Puro viento: segundas oportunidades

Dar una segunda oportunidad al material en desuso y a las personas que están en la cárcel. De eso se trata Puro viento, emprendimiento magallánico que las diseñadoras Alejandra y Rossana Venegas crearon en 2010 como una forma de minimizar el impacto negativo de los lienzos y pendones publicitarios que se van a la basura. Con eso confeccionan mochilas, bolsos, billeteras y estuches.

El emprendimiento se convirtió también en una nueva oportunidad para personas privadas de libertad. En Punta Arenas, donde la gente está acostumbrada a trabajar la lana, la madera y el cuero, a las hermanas Venegas les costó encontrar manos dispuestas a limpiar, cortar y diseñar con los pendones. Entonces preguntaron en el centro penitenciario de la ciudad y ahí encontraron gente con ganas y necesidad de colaborar.
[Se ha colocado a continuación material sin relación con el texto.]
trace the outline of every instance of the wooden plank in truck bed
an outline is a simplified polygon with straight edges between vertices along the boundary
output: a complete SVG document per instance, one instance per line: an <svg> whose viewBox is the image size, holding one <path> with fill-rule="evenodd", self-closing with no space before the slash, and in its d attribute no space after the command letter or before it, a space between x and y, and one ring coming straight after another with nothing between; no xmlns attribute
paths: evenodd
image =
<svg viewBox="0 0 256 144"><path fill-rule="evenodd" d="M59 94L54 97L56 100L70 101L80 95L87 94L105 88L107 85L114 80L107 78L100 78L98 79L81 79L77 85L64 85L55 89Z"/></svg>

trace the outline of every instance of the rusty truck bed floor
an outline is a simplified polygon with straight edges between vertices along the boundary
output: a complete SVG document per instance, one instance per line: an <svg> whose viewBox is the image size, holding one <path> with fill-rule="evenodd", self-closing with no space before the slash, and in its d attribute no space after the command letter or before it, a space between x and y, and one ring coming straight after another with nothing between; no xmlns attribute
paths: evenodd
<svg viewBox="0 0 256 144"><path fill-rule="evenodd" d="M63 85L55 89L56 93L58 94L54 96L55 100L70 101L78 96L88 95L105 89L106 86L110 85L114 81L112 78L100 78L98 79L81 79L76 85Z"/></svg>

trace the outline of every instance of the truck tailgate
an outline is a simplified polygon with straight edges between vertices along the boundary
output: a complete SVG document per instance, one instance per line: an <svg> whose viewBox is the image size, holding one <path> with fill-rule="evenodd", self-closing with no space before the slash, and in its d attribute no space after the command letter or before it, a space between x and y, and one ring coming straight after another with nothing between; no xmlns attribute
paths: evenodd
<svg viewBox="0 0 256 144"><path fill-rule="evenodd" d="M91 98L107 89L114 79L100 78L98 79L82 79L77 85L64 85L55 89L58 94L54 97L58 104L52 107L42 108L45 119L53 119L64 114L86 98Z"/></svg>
Una vez que recogen los pendones en distintas tiendas del retail, los llevan al centro penitenciario para limpiarlos (con agua lluvia, para hacer ecológico el proceso) y cortarlos. Luego, distintas jefas de hogar de la ciudad se encargan de la confección. Y finalmente, ellas venden los productos en su página web. “Además de ser sustentable, de este proyecto participa toda la comunidad”, dice Alejandra Venegas.

www.puroviento.cl

 

LUP: tejer con plástico

Mientras cursaban un Magíster de Innovación y Diseño, Javiera Badilla, Sebastián Santamaría y Rafael Salas se hicieron preguntas. ¿Por qué usamos tan poco tiempo los productos hechos con plástico si este material perdura cientos de años? ¿Cómo podemos aprovechar esa durabilidad? En 2017 crearon LUP, empresa que transforma el plástico en productos pensados para perdurar en el tiempo.
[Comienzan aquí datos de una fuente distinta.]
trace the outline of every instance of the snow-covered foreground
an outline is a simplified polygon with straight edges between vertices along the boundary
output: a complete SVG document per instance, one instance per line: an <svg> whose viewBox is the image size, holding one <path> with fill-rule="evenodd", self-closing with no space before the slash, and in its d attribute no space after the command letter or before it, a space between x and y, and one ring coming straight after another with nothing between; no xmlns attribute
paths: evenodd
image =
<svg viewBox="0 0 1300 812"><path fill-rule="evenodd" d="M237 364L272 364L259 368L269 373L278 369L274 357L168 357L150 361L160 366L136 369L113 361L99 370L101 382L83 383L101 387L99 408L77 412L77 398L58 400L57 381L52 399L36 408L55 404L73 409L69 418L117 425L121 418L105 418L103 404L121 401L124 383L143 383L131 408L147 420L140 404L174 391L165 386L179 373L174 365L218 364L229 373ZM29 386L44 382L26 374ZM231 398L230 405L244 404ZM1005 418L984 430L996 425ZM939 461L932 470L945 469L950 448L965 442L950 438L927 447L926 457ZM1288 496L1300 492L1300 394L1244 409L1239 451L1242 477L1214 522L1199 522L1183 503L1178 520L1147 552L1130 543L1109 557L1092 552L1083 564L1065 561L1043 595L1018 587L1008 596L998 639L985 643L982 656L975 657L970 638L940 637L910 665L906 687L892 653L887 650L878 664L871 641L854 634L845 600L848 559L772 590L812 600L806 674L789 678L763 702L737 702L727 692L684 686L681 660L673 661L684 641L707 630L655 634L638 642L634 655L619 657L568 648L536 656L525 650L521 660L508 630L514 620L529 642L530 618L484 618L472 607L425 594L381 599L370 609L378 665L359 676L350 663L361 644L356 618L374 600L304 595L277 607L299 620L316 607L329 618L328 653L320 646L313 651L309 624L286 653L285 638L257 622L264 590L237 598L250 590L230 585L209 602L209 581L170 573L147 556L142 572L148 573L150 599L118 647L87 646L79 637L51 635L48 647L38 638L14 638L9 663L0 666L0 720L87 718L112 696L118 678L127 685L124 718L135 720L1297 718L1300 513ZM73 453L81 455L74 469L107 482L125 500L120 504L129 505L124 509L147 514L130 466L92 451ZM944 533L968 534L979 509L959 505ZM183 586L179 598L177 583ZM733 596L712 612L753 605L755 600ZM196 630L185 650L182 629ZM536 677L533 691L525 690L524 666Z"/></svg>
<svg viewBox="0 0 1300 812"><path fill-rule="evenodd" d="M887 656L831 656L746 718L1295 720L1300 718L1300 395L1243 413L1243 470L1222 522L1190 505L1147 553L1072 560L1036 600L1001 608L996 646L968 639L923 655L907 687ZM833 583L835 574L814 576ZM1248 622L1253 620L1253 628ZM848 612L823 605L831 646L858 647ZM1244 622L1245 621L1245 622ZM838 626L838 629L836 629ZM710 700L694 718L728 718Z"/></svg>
Lo que hacen es procesar residuos plásticos -principalmente tapas de botellas- y convertirlos en un filamento flexible llamado fibra LUP, una especie de cordel de plástico diseñado para tejer objetos como canastos, pantallas de lámparas o taburetes. “Nos interesa rescatar el valor de lo hecho a mano”, dice Salas, y cuenta que testearon este material con los artesanos de Chimbarongo, una comunidad reconocida por la mueblería hecha con mimbre. “Fue el primer lugar donde quisimos probar la fibra LUP, porque son artesanos referentes en la cestería. Si ellos podían hacer cosas con esto, pensamos que se podría replicar”, cuenta Salas. Ahí surgieron los primeros prototipos de sus productos. Luego hicieron lo mismo con artesanos mapuches lafkenches de San José de la Mariquina, quienes trabajan con una planta llamada boqui pil pil.
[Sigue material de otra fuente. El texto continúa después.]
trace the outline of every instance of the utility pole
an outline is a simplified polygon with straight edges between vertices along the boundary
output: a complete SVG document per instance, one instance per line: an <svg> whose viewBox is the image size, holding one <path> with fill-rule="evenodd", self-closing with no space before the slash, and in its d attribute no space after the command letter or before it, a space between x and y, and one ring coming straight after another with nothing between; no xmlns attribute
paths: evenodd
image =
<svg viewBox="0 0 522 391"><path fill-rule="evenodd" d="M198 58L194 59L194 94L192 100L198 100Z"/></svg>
Salas reconoce que la cantidad de plástico que reutilizan no es significativa comparado con lo que se consume: “Lo nuestro es hacer una reflexión sobre el proceso completo: cómo se piensan los productos que ocupan plástico hasta que se acaba su vida útil. Es imposible que el plástico desaparezca de la economía moderna, pero se puede utilizar de manera más inteligente”, dice.